Gilad Bracha said...

John,

Thanks for the reference. Hopefully, I'll get around to locating it.

Rob G said...

I've thought for a long time that Source Control should be more language aware. Being able to source control at different grains, such as single methods, classes and modules would be very useful.

Further, there are parallels with Undo/Redo mechanisms. For example a single refactoring operation may touch various parts of a project - moving a method between classes for example may affect not just the two classes involved but also their clients. To the user this appears as a single operation.

It would be nice if SCM's could cope with these kind of things too.

Francois said...

Hi there Gilad.
Thanks for writing this article, I love the idea of using the current best of breed SCMs to do some of the heavy lifting and getting more value from structure awareness at the language level.
One question, and one comment:
1. Question: Why have you chosen to "At the level of individual methods, we revert to a text diff."?
It seems to me that Newspeak (or many other languages) still have syntactical or semantic structure within methods.
These structures are usually not made first class citizens at the UI or IDE level in the way an object, class, module, trait or any such higher level structures are supported by menus, browser layouts etc. (perhaps because code within a method changes too often and too fast to make it worth the effort... although there are syntax-driven editors I hear... and EMACS modes)
But anyway, when your focus changes from interactive code editing to SCM, it may be that these structures become valuable and should be considered?
2. Comment: I would love to see Göran Krampe ideas of capturing/managing change "intents", i.e. a defined taxonomy of changes mixed with your ideas: we would have "structured changes" applied to "structured contents", instead of classic current SCM tools low level "text changes" to "text files" or low level "text or object changes" to structured objects (MemoryHole ?).

Gilad Bracha said...

Hi Francois,

Regarding your question.
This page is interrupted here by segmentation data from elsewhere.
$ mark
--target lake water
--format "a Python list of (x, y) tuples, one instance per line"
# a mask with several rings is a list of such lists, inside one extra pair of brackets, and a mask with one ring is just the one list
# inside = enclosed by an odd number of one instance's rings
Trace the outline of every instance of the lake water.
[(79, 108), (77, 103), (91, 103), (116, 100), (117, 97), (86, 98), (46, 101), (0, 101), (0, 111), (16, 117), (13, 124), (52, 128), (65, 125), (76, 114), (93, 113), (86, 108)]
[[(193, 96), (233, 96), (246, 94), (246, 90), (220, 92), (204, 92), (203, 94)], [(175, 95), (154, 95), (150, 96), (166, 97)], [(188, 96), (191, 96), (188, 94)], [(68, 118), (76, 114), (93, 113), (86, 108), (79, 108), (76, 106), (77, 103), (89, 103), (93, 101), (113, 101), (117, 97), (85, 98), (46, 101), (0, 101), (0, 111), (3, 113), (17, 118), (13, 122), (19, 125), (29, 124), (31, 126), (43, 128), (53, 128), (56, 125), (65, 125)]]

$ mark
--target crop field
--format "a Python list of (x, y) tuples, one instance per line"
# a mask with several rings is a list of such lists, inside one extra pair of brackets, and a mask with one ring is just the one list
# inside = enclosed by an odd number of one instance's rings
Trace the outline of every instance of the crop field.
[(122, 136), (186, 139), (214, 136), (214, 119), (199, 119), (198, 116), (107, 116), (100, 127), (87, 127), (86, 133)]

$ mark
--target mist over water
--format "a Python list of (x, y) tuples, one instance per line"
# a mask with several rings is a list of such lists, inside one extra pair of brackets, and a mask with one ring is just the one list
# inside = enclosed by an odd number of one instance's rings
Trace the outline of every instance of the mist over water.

At one point, many years ago, structured editing was a hot topic. It is fair to say that it failed, mostly for the reasons you suggest: it is in fact too awkward in practice. Syntax coloring, name completion etc. do help however and are widely adopted.

David G. Durand said...

Some 10 years later, I noticed John Cowan's comment about my dissertation. It is online (as a test document on a test site): https://david.hub.agilepdf.com/Palimpsest_Change_oriented_Concurrency_Control_for_Collaborative_Application-- in case it is still of interest to anyone.

I've noticed that nowadays what I was doing is called a Commutative Replicated Datatype, or CRDT. I missed the boat, stopping my academic aspirations just shortly before the time people were getting interested in something I'd started to become tired of talking about.